My roommate likes to plan for the impending zombie apocalypse. This is a ‘when’ situation in her mind, not an ‘if’ one. I’m not a zombie-phile and anyway I’m already undead (he-yo, vampire) so I’m largely unaffected by the concern of zombification. Therefore we have a tacit agreement in place: when the zombie apocalypse happens we barricade the doors and windows and I turn her into a vampire. Admittedly the plan does require a certain specific suspension of disbelief to work. But once you’re in that place mentally it actually is foolproof. Other than that all I can suggest is living on an upper floor (we’re on the fourth) and becoming a crazed hoarder of canned goods. Eventually, though, you’d have to leave and your survival would depend entirely upon your ability to separate zombie head from zombie body. Are you prepared for that?

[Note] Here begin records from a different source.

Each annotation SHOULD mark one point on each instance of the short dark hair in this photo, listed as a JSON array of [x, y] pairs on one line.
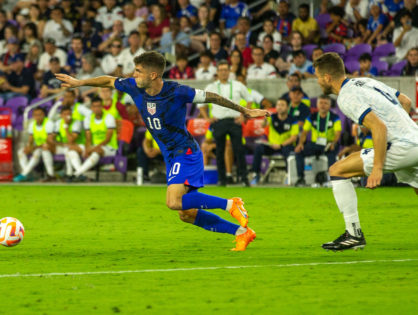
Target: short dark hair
[[222, 63], [365, 57], [330, 63], [151, 59], [66, 108]]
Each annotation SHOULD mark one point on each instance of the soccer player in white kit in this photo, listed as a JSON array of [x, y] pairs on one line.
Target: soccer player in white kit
[[384, 111]]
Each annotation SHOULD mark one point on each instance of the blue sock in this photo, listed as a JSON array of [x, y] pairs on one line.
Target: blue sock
[[214, 223], [197, 200]]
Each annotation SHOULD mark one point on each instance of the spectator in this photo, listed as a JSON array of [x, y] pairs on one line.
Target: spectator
[[11, 51], [306, 25], [58, 28], [284, 20], [336, 29], [148, 152], [141, 9], [282, 135], [206, 70], [117, 32], [51, 50], [175, 41], [89, 69], [74, 56], [260, 69], [129, 53], [285, 59], [300, 64], [69, 136], [50, 84], [270, 55], [298, 110], [182, 70], [366, 68], [294, 80], [230, 14], [268, 29], [316, 53], [30, 36], [108, 14], [240, 44], [325, 128], [19, 82], [101, 138], [111, 63], [411, 67], [202, 28], [186, 9], [356, 10], [215, 47], [159, 25], [130, 20], [244, 27], [40, 144], [225, 121], [237, 66], [376, 23], [405, 37]]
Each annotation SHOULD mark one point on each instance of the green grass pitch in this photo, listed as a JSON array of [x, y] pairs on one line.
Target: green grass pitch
[[102, 229]]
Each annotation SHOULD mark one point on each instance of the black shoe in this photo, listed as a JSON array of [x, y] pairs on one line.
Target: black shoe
[[300, 183], [346, 241]]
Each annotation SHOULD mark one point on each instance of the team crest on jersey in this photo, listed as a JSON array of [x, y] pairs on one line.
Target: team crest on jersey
[[152, 108]]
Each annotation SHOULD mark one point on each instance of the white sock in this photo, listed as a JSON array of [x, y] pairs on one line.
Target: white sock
[[91, 161], [34, 160], [23, 159], [74, 159], [48, 162], [241, 230], [229, 204], [346, 198], [68, 168]]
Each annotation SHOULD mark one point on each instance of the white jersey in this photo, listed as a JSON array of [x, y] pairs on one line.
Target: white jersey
[[361, 95]]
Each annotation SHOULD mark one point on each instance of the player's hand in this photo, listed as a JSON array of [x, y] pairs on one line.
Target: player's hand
[[68, 81], [254, 113], [374, 179]]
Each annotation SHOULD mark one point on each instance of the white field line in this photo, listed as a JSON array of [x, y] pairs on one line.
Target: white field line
[[105, 272]]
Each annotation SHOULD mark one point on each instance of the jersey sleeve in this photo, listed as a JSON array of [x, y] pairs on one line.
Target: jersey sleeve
[[110, 122], [353, 107], [125, 84]]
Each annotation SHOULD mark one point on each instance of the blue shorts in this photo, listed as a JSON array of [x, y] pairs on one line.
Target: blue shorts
[[186, 169]]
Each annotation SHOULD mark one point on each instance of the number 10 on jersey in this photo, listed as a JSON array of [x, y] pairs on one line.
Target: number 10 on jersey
[[154, 123]]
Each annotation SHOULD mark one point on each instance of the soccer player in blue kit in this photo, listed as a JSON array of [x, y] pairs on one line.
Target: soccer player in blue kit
[[162, 105]]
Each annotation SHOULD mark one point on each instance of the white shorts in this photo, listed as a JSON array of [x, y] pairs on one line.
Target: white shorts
[[108, 150], [400, 159]]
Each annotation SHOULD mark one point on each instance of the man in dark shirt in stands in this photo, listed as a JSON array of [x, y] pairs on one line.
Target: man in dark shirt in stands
[[19, 82]]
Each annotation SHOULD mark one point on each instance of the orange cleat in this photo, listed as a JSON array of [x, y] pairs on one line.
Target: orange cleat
[[238, 211], [244, 239]]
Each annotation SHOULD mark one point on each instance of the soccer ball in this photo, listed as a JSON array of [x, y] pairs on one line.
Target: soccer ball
[[11, 231]]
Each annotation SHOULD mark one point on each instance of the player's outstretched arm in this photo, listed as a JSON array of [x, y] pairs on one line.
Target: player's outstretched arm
[[379, 134], [71, 82], [222, 101]]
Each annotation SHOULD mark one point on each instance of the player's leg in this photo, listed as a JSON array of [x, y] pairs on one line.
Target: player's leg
[[346, 199]]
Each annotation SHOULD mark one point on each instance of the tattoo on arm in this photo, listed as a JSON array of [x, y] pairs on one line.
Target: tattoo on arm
[[222, 101]]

I don’t have a grand escape plan for the Titanic. This is probably because I would have happily married Billy Zane at the start and since he clearly wasn’t too bothered with the whole chivalrous “women and children first” rule of lifeboat loading, I would have survived at his side. So, alright, I suppose my Titanic escape plan would be to marry Billy Zane. Are you judging me? Did you not even listen to Hansel? Billy Zane is a cool dude.

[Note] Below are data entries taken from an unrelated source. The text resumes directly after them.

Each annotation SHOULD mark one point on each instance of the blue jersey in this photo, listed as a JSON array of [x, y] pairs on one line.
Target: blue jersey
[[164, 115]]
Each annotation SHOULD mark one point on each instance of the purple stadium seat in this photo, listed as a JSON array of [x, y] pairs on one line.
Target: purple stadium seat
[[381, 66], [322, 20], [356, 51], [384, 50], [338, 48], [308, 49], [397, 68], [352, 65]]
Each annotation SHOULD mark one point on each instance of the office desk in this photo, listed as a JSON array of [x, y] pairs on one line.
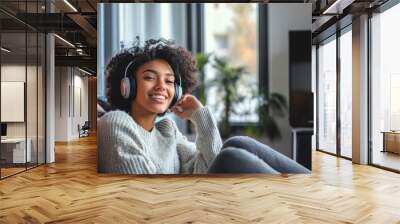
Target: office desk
[[391, 141], [13, 150]]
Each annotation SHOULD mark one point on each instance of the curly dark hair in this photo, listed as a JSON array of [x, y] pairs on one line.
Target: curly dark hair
[[180, 60]]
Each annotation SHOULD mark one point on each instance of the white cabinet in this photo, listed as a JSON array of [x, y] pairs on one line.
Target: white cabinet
[[15, 148]]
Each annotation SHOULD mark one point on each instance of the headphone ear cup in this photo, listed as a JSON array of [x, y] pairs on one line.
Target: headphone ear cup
[[125, 87], [128, 88], [133, 88], [177, 95]]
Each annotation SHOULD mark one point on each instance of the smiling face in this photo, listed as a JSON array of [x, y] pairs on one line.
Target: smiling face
[[155, 87]]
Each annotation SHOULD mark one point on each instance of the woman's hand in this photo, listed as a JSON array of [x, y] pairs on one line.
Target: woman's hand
[[186, 106]]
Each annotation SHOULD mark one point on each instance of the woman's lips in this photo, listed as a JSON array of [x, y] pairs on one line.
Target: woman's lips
[[158, 98]]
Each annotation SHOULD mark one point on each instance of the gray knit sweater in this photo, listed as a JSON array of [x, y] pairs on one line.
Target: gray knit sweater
[[127, 148]]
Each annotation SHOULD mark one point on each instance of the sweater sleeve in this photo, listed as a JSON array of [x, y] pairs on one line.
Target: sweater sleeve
[[197, 157], [119, 147]]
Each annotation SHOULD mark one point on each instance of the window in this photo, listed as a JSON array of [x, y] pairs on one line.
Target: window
[[233, 37], [346, 94], [327, 96], [385, 85]]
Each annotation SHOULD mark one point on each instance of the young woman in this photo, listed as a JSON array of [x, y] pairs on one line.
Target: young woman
[[144, 83]]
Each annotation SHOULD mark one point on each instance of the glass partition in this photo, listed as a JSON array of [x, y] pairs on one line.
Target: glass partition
[[327, 96], [346, 94], [13, 94], [22, 88], [385, 89]]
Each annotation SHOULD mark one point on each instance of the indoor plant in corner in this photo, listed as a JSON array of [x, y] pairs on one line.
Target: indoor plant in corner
[[226, 80]]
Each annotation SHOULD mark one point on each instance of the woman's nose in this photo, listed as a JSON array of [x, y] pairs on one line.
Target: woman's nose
[[161, 85]]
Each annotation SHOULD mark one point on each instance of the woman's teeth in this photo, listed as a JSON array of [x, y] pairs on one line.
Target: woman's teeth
[[159, 98]]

It does make me believe, though, that everyone does this to one degree or another. This is why disaster movies work, in essence. Because they force us all to enter the scenario, however preposterous, and struggle along with the characters to survive. It really is as simple as engaging our own primal survival instincts. Cheap trick, Hollywood. And one that continues to work. After all, horror movies are based on the same concept. To a large degree that’s what Scream was about. The knowing dissection of horror movie tropes while subverting them so the knowing is no longer enough and pure survival is once again the impetus. We respond in kind: we reactively plan along with the characters.
So I ask you: what would you do to survive? What are your fiction-based escape plans?